Although equity markets reached new highs during the month, we continue to find plenty of opportunities in undervalued stocks. We aim to identify companies poised to deliver improved earnings that can potentially rerate upwards as investors recognize the positive transformation these management teams have delivered. As central banks embark on a monetary tightening cycle to combat inflationary pressures, we expect rising discount rates to act as a headwind for the high-flying valuations of long-duration growth stocks. This should translate into an attractive environment for fundamental, value-oriented research. We have positioned our clients’ portfolios to take advantage of what is, in our view, mispricing in stocks heavily exposed to Covid (e.g., travel, leisure, aerospace, and aviation), balanced with companies in more defensive and cash flow generative industries such as pharmaceutical and utilities. In recent months, we have also increased the portfolio’s energy exposure. Many European integrated oil companies have rationed capital expenditures, diverting investments away from exploration and production towards renewables, leading to a dearth of supply amid the current surging demand. We, therefore, expect oil and gas prices to remain elevated and potentially rise further this winter. For many of our portfolio companies, we believe the earnings growth outlook is underpinned by pent up demand, strong balance sheets, and structurally lower costs than those prior to the pandemic. With many companies resuming dividend payments and share buybacks, we believe income should bolster the total return profile of portfolio holdings in the remainder of 2021 and into 2022.

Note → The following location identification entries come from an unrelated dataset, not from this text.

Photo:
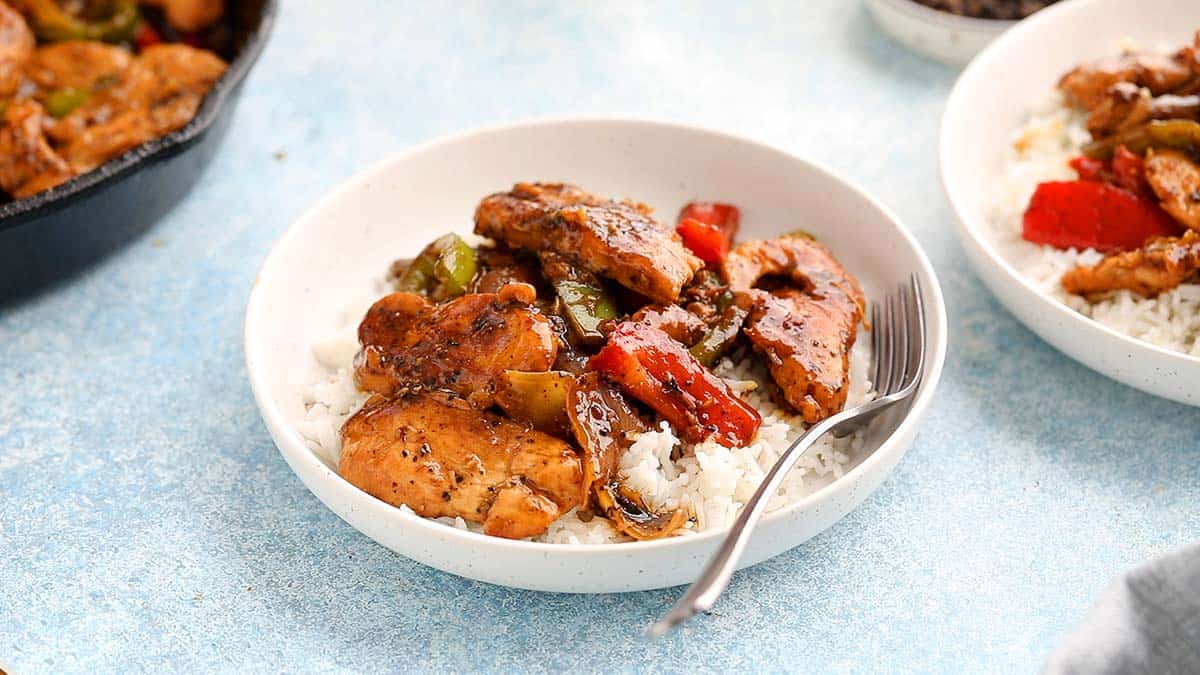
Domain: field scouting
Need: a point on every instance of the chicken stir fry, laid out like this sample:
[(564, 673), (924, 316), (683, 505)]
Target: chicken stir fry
[(612, 239), (509, 378), (1159, 266), (807, 328), (1138, 195), (442, 457), (97, 85)]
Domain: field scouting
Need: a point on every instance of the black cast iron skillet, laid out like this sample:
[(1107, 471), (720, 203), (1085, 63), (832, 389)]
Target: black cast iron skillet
[(57, 232)]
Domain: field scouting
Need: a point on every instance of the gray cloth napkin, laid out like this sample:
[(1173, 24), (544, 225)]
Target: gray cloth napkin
[(1147, 622)]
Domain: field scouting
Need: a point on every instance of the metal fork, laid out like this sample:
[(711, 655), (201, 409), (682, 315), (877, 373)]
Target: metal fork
[(898, 359)]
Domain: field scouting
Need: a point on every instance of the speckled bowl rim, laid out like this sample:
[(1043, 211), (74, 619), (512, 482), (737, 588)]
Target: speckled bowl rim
[(19, 211), (951, 21), (295, 449)]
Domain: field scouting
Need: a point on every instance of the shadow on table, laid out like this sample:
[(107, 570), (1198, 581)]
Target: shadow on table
[(881, 52), (35, 256)]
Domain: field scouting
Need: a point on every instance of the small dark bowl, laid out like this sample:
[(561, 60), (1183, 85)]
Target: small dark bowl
[(57, 232)]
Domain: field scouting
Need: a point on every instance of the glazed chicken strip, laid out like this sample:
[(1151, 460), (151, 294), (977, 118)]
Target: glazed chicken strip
[(1158, 267), (1127, 106), (1175, 178), (462, 346), (1086, 85), (28, 163), (160, 91), (604, 424), (438, 455), (677, 322), (807, 329), (190, 16), (616, 240), (16, 48)]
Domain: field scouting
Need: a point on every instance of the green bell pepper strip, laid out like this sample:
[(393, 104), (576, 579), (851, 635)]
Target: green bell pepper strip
[(720, 336), (587, 306), (61, 101), (52, 23), (456, 267), (1180, 135), (448, 264), (537, 398)]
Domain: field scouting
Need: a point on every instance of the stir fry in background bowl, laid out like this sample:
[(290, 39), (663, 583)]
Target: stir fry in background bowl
[(82, 83)]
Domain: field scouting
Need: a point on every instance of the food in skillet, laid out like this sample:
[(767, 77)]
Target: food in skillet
[(84, 82), (1005, 10), (1113, 162), (589, 374)]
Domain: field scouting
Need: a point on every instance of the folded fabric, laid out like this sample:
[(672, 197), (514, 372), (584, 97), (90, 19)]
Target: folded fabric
[(1147, 622)]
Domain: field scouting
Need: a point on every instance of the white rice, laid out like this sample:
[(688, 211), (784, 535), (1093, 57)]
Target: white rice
[(711, 482), (1041, 149)]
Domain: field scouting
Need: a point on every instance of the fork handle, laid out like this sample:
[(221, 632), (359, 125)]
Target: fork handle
[(713, 581)]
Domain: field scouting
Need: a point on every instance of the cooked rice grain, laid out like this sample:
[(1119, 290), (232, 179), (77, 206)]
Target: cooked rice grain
[(1041, 149)]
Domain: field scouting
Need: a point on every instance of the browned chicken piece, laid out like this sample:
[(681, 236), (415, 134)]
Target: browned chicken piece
[(28, 163), (190, 16), (438, 455), (159, 93), (1176, 180), (499, 267), (807, 328), (613, 239), (1159, 266), (462, 346), (677, 322), (1087, 84), (77, 64), (16, 48), (1127, 106), (604, 424)]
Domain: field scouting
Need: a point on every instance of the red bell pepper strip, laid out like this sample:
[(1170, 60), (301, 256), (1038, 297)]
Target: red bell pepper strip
[(1090, 168), (721, 219), (1081, 214), (657, 370), (1125, 169), (708, 242)]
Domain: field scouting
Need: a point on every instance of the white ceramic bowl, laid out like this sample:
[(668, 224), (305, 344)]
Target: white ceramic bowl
[(988, 103), (947, 37), (391, 209)]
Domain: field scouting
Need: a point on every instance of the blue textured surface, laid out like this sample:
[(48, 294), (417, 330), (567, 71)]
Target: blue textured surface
[(147, 520)]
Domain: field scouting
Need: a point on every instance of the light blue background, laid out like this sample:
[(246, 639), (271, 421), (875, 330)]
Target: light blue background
[(148, 521)]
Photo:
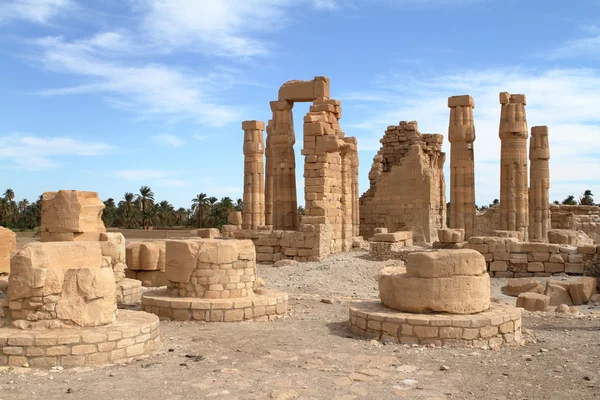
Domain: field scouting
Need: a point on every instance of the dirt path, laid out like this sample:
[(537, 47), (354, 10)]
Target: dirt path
[(312, 355)]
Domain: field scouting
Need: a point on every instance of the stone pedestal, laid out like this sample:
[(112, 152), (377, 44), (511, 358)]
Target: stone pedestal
[(514, 204), (212, 280), (60, 310), (539, 189), (440, 298), (461, 134)]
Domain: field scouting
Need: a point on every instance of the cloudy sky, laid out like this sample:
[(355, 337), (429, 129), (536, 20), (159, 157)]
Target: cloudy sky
[(110, 95)]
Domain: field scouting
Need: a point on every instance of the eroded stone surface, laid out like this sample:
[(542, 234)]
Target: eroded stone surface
[(407, 188), (453, 281), (8, 247), (62, 281), (71, 212), (498, 325)]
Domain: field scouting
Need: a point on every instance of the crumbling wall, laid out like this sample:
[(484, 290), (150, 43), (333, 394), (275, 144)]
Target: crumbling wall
[(407, 189), (577, 218)]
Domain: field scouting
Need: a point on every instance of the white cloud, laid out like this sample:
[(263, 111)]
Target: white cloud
[(142, 174), (216, 27), (146, 88), (563, 99), (38, 11), (152, 177), (34, 153), (170, 140), (587, 46), (325, 4)]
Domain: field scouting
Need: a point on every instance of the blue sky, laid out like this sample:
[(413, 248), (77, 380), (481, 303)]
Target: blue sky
[(110, 95)]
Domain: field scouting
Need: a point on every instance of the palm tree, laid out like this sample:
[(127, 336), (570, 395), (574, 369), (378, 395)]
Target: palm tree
[(569, 200), (180, 216), (239, 205), (145, 201), (9, 194), (165, 213), (23, 204), (587, 199), (127, 209), (200, 206)]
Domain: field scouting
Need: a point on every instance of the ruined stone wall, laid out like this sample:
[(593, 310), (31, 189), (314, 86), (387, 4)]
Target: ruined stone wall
[(310, 243), (579, 218), (487, 221), (407, 189), (507, 257), (330, 169)]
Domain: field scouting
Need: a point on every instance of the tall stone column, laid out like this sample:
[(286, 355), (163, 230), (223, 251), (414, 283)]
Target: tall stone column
[(283, 167), (514, 204), (269, 178), (461, 133), (539, 189), (253, 214)]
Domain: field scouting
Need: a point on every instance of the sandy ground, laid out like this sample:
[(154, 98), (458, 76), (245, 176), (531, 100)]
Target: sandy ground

The market commentary expresses the portfolio managers’ views as of the date of this report and should not be relied on as research or investment advice regarding any stock. These views and the Fund holdings and characteristics are subject to change. There is no guarantee that any forecasts made will come to pass. Any securities identified and described in this report do not represent all of the securities purchased, sold or recommended for client accounts. The reader should not assume that an investment in the securities identified was or will be profitable. Diversification does not protect against market loss. Current and future holdings are subject to risk. A company may reduce or eliminate its dividend, causing losses to a fund. International and emerging markets investments may involve risk of capital loss from unfavorable fluctuation in currency values, from differences in generally accepted accounting principles or from social, economic or political instability in other nations. Emerging markets and smaller companies involve additional risks and higher volatility.

Distributions

Dividends Short-term capital gains Long-term capital gains
2020 $0.2231 $0.0000 $0.0000
2019 $0.4953 $0.0497 $0.1781
2018 $0.3750 $0.0000 $0.1083
2017 $0.3165 $0.0000 $0.0000
2016 $0.2901 $0.0000 $0.0000
2015 $0.2750 $0.0000 $0.0000
2014 $0.3788 $0.0000 $0.0000
2013 $0.1645 $0.0000 $0.0000
2012 $0.2757 $0.0000 $0.0000
2011 $0.3813 $0.0000 $0.0000
2010 $0.1939 $0.0000 $0.0000
2009 $0.1875 $0.0000 $0.0000
2008 $0.5135 $0.0000 $0.4558
2007 $0.4536 $0.6606 $3.3443
2006 $0.2289 $0.0222 $0.8650
2005 $0.3718 $0.1962 $0.3833
2004 $0.2647 $0.1379 $0.3093
2003 $0.1813 $0.0037 $0.0550
2002 $0.1196 $0.0000 $0.0000
2001 $0.0000 $0.0000 $0.0000

Distributions are per share. Distribution amounts are based on gains and losses realized and income earned by the Fund through October 31 (or earlier under certain circumstances).